Best feeling in the world? holding your pee all day for a negative preggo test
I didn't cheat on him. Cheating means finding out. I made sure he was at work first. After the guy left I got shitfaced just so nothing seemed out of the ordinary when he came home.
Jager Bombs are cool, but hydrogen bombs are where it's at. Sparks and jager equals instant black out, I mistakenly tried eating a cigarette thinking it was a nacho.
i am already firmly committed to doing irish carbombs w/ 12 different people, and the st pattys day party doesnt start for another 24 hours. i may die
Just passed a Taco Bell Taco Supreme, still in its wrapper, laying in the grass. I'd like a moment of silence.
May it rest in peace.
someone wrote "the short drunk lives here" on our door. i already have a reputation
She kept telling me to calm down. I was on the floor with my eyes shut, not moving. In levels of calm I was one step above coma patient
Your girlfriend is in jail- I've just never been able to use that in a sentence before. Thank you both!
Tonight, I'll be cleaning. And by cleaning, I mean drinking booze and spraying everything with Febreze.

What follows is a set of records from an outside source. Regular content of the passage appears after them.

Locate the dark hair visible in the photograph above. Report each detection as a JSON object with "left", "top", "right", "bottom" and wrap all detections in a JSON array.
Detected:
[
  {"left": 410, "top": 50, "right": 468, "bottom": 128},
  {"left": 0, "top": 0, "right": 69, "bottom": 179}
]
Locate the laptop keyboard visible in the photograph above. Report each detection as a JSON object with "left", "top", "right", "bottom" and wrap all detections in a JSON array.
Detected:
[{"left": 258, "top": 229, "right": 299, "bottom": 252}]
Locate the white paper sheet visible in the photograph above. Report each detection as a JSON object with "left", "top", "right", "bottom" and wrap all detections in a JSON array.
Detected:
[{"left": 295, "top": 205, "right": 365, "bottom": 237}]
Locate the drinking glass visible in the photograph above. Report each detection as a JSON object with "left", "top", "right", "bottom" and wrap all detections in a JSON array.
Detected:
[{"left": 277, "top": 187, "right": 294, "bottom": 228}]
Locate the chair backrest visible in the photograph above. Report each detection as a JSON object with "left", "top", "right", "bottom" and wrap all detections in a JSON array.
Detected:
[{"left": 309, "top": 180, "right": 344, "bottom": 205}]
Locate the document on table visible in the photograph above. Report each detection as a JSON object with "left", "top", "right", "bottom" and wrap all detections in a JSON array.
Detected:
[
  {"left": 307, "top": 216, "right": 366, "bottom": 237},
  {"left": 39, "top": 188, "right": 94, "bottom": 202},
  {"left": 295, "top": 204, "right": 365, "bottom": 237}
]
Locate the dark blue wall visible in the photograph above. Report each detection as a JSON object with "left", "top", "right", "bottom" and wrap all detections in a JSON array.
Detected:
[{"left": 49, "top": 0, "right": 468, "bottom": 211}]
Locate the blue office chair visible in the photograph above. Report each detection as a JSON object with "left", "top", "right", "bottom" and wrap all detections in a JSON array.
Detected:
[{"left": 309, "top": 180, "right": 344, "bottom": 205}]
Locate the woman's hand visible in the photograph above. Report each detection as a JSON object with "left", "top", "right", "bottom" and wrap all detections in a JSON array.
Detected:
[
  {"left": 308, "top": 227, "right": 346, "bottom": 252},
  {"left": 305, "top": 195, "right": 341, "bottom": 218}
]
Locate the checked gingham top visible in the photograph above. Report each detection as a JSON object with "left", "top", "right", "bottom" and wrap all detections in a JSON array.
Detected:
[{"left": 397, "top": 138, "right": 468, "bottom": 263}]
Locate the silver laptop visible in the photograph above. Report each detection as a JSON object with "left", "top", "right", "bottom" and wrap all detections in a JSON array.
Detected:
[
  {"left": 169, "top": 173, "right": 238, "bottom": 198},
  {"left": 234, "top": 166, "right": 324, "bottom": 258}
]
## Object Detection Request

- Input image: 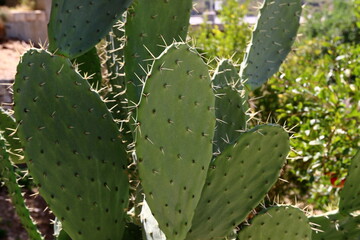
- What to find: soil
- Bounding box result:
[0,188,54,240]
[0,40,54,240]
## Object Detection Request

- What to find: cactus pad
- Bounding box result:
[14,49,129,240]
[339,150,360,214]
[238,206,312,240]
[136,43,215,240]
[212,59,240,88]
[188,125,289,240]
[310,212,360,240]
[212,60,248,154]
[0,135,43,240]
[240,0,302,90]
[48,0,133,58]
[0,108,23,164]
[72,47,102,88]
[124,0,192,103]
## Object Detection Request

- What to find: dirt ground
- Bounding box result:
[0,40,54,240]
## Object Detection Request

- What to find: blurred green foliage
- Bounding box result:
[189,0,251,63]
[191,0,360,210]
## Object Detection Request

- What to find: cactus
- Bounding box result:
[187,124,289,240]
[0,134,43,240]
[1,0,319,240]
[124,0,193,103]
[72,47,102,88]
[238,206,312,240]
[136,43,215,240]
[212,60,249,154]
[48,0,133,58]
[14,49,129,240]
[240,0,302,90]
[0,107,23,164]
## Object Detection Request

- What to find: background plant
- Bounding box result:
[252,1,360,209]
[189,0,251,63]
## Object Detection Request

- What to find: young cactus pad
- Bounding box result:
[187,124,290,240]
[124,0,192,103]
[14,49,129,240]
[48,0,133,58]
[238,206,312,240]
[136,43,215,240]
[0,135,43,240]
[240,0,302,90]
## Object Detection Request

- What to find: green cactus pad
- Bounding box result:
[238,206,312,240]
[187,125,289,240]
[72,47,102,88]
[0,108,24,164]
[0,135,43,240]
[48,0,133,58]
[124,0,192,103]
[212,59,240,88]
[240,0,302,90]
[212,60,249,154]
[310,212,360,240]
[14,49,129,240]
[339,150,360,214]
[140,200,166,240]
[136,43,215,240]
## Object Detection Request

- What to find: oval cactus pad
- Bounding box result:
[48,0,133,58]
[188,125,289,240]
[14,49,129,240]
[238,206,312,240]
[136,43,215,240]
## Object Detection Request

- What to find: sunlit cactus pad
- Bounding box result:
[14,49,129,240]
[188,124,289,240]
[136,43,215,240]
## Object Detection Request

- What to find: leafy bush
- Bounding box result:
[189,0,251,63]
[191,0,360,210]
[301,0,360,43]
[253,39,360,210]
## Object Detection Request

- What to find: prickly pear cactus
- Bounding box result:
[0,134,43,240]
[72,47,102,88]
[339,150,360,214]
[6,0,310,240]
[124,0,192,103]
[187,125,289,240]
[238,206,312,240]
[310,212,360,240]
[136,43,215,240]
[240,0,302,90]
[212,60,249,154]
[0,108,23,164]
[48,0,133,58]
[14,49,129,240]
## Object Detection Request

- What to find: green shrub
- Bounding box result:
[253,39,360,210]
[189,0,251,63]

You know you're sufficiently drunk when the 411 dude just says, "Fuck it! I'll Google that shit for you, what movie do you want to see?" and proceeds to give you showtimes for 3 different theatres.
I will not be held responsible for my vagina's poor judgment.
this is the first time i'm angry at someone with so much boobs. she like managed to break my glass and my phone with one glorious swing
I dare you to find another dealer that delivers bud to your home along with deep fried vegan burritos
I just licked wine off my own thigh. I've hit a new low.